NGF AND BDNF DYSMETABOLISM IN A TRANSGENIC RAT MODEL OF ALZHEIMER’S DISEASE

The levels of NGF and BDNF neurotrophins are compromised in Alzheimer's disease; however, the causes and progressive evolution of these changes are not completely understood. We used the McGill-R-Thy1-APP rat model of Alzheimer's disease-like pathology, which progressively accumulate intraneuronal Aβ peptide, exhibit amyloid plaques and cognitive deficits to explore the evolution of NGF and BDNF deregulation and the impact on cholinergic synapses during the progression of Aβ pathology.
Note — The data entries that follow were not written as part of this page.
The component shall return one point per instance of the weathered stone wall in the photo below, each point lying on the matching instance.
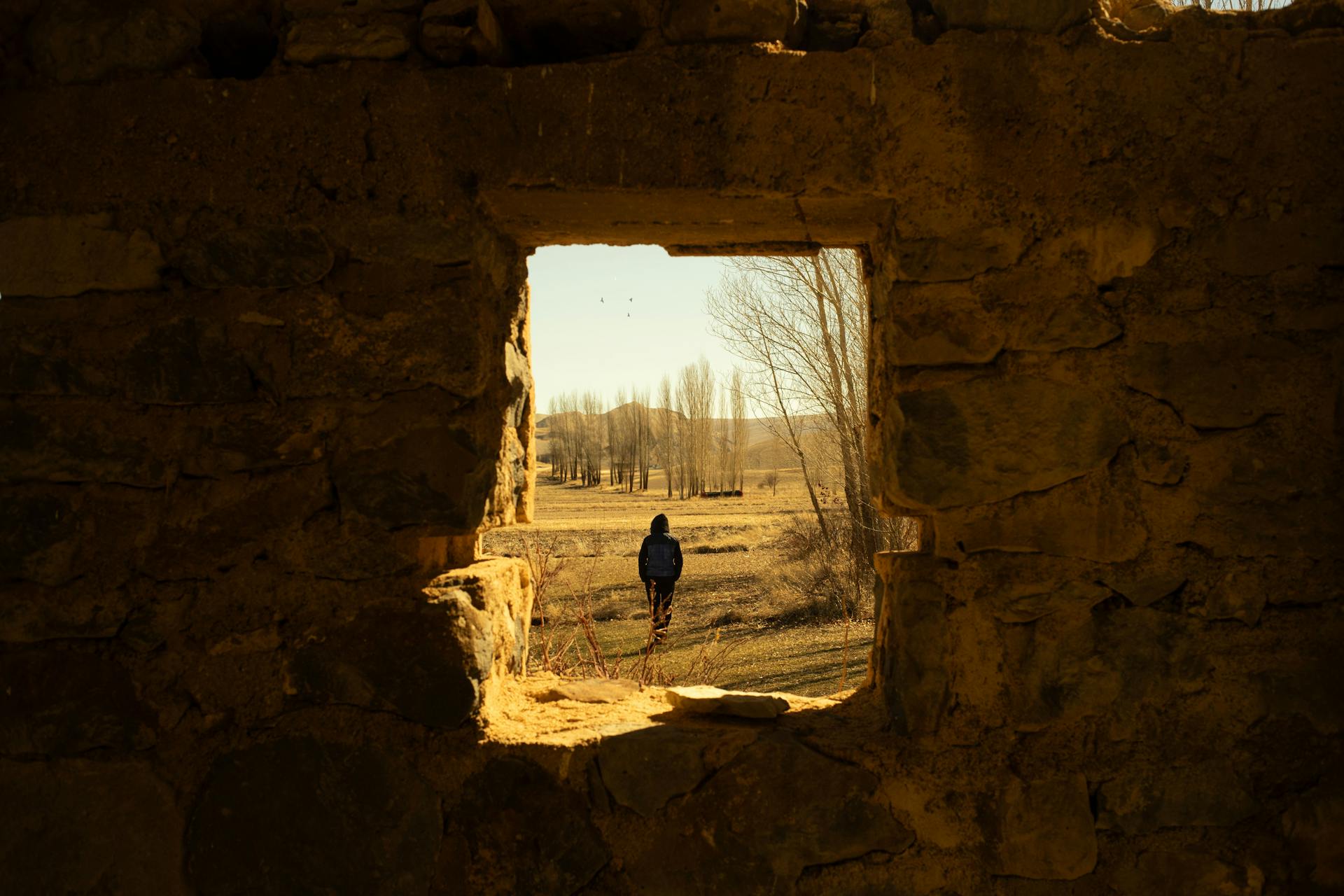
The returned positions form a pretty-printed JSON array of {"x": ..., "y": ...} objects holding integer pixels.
[{"x": 265, "y": 378}]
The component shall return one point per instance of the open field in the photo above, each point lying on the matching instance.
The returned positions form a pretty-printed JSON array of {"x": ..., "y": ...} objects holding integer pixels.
[{"x": 739, "y": 618}]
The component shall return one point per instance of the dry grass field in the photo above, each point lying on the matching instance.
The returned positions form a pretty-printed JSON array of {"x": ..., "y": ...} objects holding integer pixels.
[{"x": 742, "y": 615}]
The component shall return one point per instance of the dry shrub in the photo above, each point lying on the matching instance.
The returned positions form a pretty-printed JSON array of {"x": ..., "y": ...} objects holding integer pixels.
[
  {"x": 723, "y": 542},
  {"x": 707, "y": 665},
  {"x": 545, "y": 566},
  {"x": 816, "y": 583}
]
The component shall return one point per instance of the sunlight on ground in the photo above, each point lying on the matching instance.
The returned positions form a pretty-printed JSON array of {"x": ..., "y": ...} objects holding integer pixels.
[{"x": 733, "y": 609}]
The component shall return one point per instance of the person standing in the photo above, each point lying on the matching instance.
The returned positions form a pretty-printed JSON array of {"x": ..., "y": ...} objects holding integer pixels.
[{"x": 660, "y": 567}]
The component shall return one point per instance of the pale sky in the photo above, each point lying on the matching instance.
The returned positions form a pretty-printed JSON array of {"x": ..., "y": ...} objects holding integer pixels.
[{"x": 581, "y": 343}]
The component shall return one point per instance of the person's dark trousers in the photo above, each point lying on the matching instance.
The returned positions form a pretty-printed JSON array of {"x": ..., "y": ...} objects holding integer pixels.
[{"x": 660, "y": 605}]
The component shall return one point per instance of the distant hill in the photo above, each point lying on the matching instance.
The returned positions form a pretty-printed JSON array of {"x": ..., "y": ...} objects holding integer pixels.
[
  {"x": 758, "y": 431},
  {"x": 545, "y": 422}
]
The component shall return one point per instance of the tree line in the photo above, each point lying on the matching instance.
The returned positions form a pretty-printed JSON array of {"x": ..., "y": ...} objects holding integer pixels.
[{"x": 696, "y": 450}]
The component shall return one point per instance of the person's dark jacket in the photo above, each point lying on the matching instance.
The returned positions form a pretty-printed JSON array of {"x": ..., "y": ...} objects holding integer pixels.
[{"x": 660, "y": 555}]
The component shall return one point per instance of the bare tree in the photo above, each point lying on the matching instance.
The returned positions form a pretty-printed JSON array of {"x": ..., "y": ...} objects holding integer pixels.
[
  {"x": 802, "y": 327},
  {"x": 666, "y": 433},
  {"x": 695, "y": 402},
  {"x": 741, "y": 433}
]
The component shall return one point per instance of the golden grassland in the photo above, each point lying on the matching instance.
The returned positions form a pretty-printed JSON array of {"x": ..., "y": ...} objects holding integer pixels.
[{"x": 736, "y": 606}]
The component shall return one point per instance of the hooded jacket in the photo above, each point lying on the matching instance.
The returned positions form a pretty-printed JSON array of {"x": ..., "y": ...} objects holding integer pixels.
[{"x": 660, "y": 555}]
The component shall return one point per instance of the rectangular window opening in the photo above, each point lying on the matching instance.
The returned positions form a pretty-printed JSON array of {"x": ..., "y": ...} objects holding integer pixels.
[{"x": 727, "y": 394}]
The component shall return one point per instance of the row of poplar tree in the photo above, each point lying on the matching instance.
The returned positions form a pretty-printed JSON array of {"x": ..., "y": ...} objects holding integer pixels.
[{"x": 696, "y": 434}]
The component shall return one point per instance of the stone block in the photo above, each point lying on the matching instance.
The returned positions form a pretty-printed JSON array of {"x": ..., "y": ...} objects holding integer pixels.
[
  {"x": 518, "y": 830},
  {"x": 78, "y": 827},
  {"x": 433, "y": 477},
  {"x": 83, "y": 609},
  {"x": 312, "y": 816},
  {"x": 76, "y": 41},
  {"x": 1172, "y": 871},
  {"x": 730, "y": 20},
  {"x": 1093, "y": 517},
  {"x": 590, "y": 691},
  {"x": 1315, "y": 830},
  {"x": 566, "y": 30},
  {"x": 991, "y": 438},
  {"x": 835, "y": 35},
  {"x": 792, "y": 808},
  {"x": 1077, "y": 663},
  {"x": 58, "y": 703},
  {"x": 496, "y": 596},
  {"x": 1240, "y": 594},
  {"x": 706, "y": 700},
  {"x": 216, "y": 523},
  {"x": 433, "y": 336},
  {"x": 1160, "y": 464},
  {"x": 1043, "y": 830},
  {"x": 425, "y": 664},
  {"x": 335, "y": 38},
  {"x": 71, "y": 254},
  {"x": 394, "y": 238},
  {"x": 648, "y": 767},
  {"x": 1209, "y": 794},
  {"x": 958, "y": 257},
  {"x": 264, "y": 257},
  {"x": 1109, "y": 248},
  {"x": 910, "y": 660},
  {"x": 305, "y": 8},
  {"x": 457, "y": 33},
  {"x": 1072, "y": 326},
  {"x": 1257, "y": 246},
  {"x": 39, "y": 532},
  {"x": 67, "y": 442},
  {"x": 185, "y": 362},
  {"x": 1044, "y": 16},
  {"x": 1032, "y": 601},
  {"x": 1145, "y": 590},
  {"x": 1224, "y": 384},
  {"x": 937, "y": 339}
]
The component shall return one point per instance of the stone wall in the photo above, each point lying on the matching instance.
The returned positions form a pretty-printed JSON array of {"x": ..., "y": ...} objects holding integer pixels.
[{"x": 265, "y": 379}]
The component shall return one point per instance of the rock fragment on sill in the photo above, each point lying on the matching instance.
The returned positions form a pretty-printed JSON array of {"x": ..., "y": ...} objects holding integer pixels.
[
  {"x": 727, "y": 703},
  {"x": 590, "y": 691}
]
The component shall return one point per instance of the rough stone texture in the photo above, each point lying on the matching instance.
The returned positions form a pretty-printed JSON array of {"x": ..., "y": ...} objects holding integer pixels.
[
  {"x": 1105, "y": 359},
  {"x": 80, "y": 827},
  {"x": 645, "y": 769},
  {"x": 77, "y": 41},
  {"x": 66, "y": 255},
  {"x": 696, "y": 20},
  {"x": 1094, "y": 517},
  {"x": 461, "y": 33},
  {"x": 1043, "y": 830},
  {"x": 425, "y": 664},
  {"x": 705, "y": 699},
  {"x": 335, "y": 38},
  {"x": 991, "y": 438},
  {"x": 57, "y": 703},
  {"x": 517, "y": 830},
  {"x": 990, "y": 15},
  {"x": 910, "y": 645},
  {"x": 296, "y": 814},
  {"x": 1224, "y": 386},
  {"x": 1315, "y": 830},
  {"x": 493, "y": 597},
  {"x": 272, "y": 257},
  {"x": 792, "y": 808},
  {"x": 1209, "y": 794},
  {"x": 593, "y": 691}
]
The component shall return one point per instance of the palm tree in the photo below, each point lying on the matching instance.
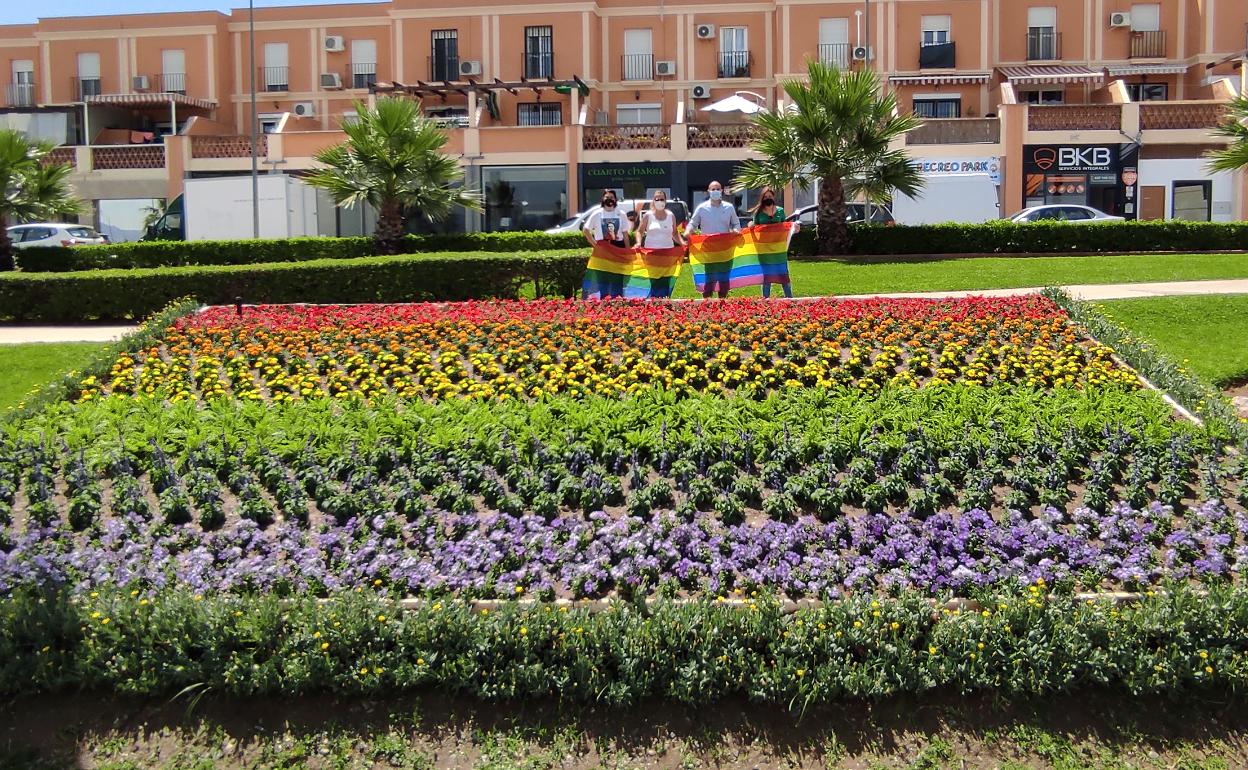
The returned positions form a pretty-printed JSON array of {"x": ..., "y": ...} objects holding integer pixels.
[
  {"x": 1236, "y": 129},
  {"x": 838, "y": 130},
  {"x": 393, "y": 161},
  {"x": 31, "y": 189}
]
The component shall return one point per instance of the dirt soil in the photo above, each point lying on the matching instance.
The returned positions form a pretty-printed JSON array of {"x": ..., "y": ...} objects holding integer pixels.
[{"x": 1085, "y": 730}]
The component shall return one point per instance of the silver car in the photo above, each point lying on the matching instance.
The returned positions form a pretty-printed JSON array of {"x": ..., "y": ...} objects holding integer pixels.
[{"x": 45, "y": 233}]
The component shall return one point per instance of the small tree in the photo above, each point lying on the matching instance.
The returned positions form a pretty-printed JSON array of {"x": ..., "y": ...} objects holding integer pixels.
[
  {"x": 33, "y": 190},
  {"x": 393, "y": 161},
  {"x": 838, "y": 131},
  {"x": 1236, "y": 129}
]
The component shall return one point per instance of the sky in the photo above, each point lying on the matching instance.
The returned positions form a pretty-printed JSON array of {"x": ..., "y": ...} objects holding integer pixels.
[{"x": 21, "y": 11}]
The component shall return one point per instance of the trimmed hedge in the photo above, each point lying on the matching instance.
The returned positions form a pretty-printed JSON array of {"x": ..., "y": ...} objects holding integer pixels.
[
  {"x": 132, "y": 293},
  {"x": 159, "y": 643},
  {"x": 177, "y": 253}
]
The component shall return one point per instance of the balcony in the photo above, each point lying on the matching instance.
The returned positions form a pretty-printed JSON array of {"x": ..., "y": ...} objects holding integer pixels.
[
  {"x": 1075, "y": 117},
  {"x": 227, "y": 146},
  {"x": 956, "y": 131},
  {"x": 734, "y": 64},
  {"x": 443, "y": 69},
  {"x": 1148, "y": 45},
  {"x": 127, "y": 156},
  {"x": 1043, "y": 44},
  {"x": 719, "y": 136},
  {"x": 638, "y": 136},
  {"x": 637, "y": 66},
  {"x": 20, "y": 95},
  {"x": 835, "y": 54},
  {"x": 1171, "y": 115},
  {"x": 937, "y": 56},
  {"x": 275, "y": 80}
]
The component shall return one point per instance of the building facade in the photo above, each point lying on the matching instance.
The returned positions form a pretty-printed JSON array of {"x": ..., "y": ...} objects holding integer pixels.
[{"x": 1106, "y": 102}]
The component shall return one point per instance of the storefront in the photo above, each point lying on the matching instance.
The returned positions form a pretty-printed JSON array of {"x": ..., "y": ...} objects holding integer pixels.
[{"x": 1102, "y": 176}]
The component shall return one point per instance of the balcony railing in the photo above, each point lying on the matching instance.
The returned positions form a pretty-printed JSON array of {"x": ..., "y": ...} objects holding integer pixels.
[
  {"x": 1073, "y": 117},
  {"x": 538, "y": 65},
  {"x": 637, "y": 66},
  {"x": 127, "y": 156},
  {"x": 1148, "y": 45},
  {"x": 956, "y": 131},
  {"x": 835, "y": 54},
  {"x": 640, "y": 136},
  {"x": 20, "y": 95},
  {"x": 275, "y": 79},
  {"x": 1162, "y": 115},
  {"x": 443, "y": 69},
  {"x": 714, "y": 136},
  {"x": 1043, "y": 44},
  {"x": 227, "y": 146},
  {"x": 937, "y": 55},
  {"x": 734, "y": 64}
]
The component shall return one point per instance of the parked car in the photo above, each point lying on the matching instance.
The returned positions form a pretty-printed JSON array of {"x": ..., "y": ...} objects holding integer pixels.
[
  {"x": 855, "y": 215},
  {"x": 24, "y": 236},
  {"x": 578, "y": 222},
  {"x": 1063, "y": 212}
]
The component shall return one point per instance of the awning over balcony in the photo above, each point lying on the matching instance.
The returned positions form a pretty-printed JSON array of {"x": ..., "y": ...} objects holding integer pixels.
[
  {"x": 1046, "y": 74},
  {"x": 1146, "y": 69},
  {"x": 941, "y": 80},
  {"x": 151, "y": 100}
]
Animals belonged to one of three groups: young, pre-plaque, transgenic rats (3–6 months), middle-aged (13–15 months) and old (18–21 months) post-plaque McGill-R-Thy1-APP rats. Age-matched wild type rats, used as controls, were non-transgenic littermates (hAPP negative). Neurochemical analyses revealed a differential dysregulation of the neurotrophins NGF and BDNF in the cortices of McGill-R-Thy1-APP transgenic rats. While BDNF mRNA levels were significantly reduced at very early stages of the amyloid pathology (3–6 months), before amyloid plaques appeared, there were no changes in NGF mRNA expression even at advanced stages. Surprisingly, the protein levels of the NGF precursor, proNGF, were increased despite the normal expression of NGF mRNA. Alterations in the NGF metabolic pathway affecting proNGF maturation, explain the upregulation of proNGF. The alterations in proNGF proteases and regulators were detected in middle-aged (13–15 months) and old (18–21 months) homozygous McGill APP transgenic rats, when extensive intracellular Aβ and extracellular amyloid plaques are present. In parallel, intraneuronal Aβ leads to significant reductions in BDNF mRNA expression, which further correlate with learning and memory deficits. The reduction in BDNF levels precedes the NGF dysmetabolism and the decline in VAChT-immunoreactive boutons, which occurs at the post-plaque stage. The reduction in BDNF mRNA occurs at very early stages of amyloid pathology, before plaques appeared and correlates with cognitive deficits, consistent with human studies (Peng et al., 2005b, Buchman et al., 2016). A marked dysregulation of the NGF metabolic pathway take place at advanced stages with extracellular amyloid plaques, similar to that previously found in the brains of Alzheimer's disease patients (Bruno et al, 2009a; Bruno et al, 2009b) and in Down syndrome individuals with dementia (Iulita et al, 2014c).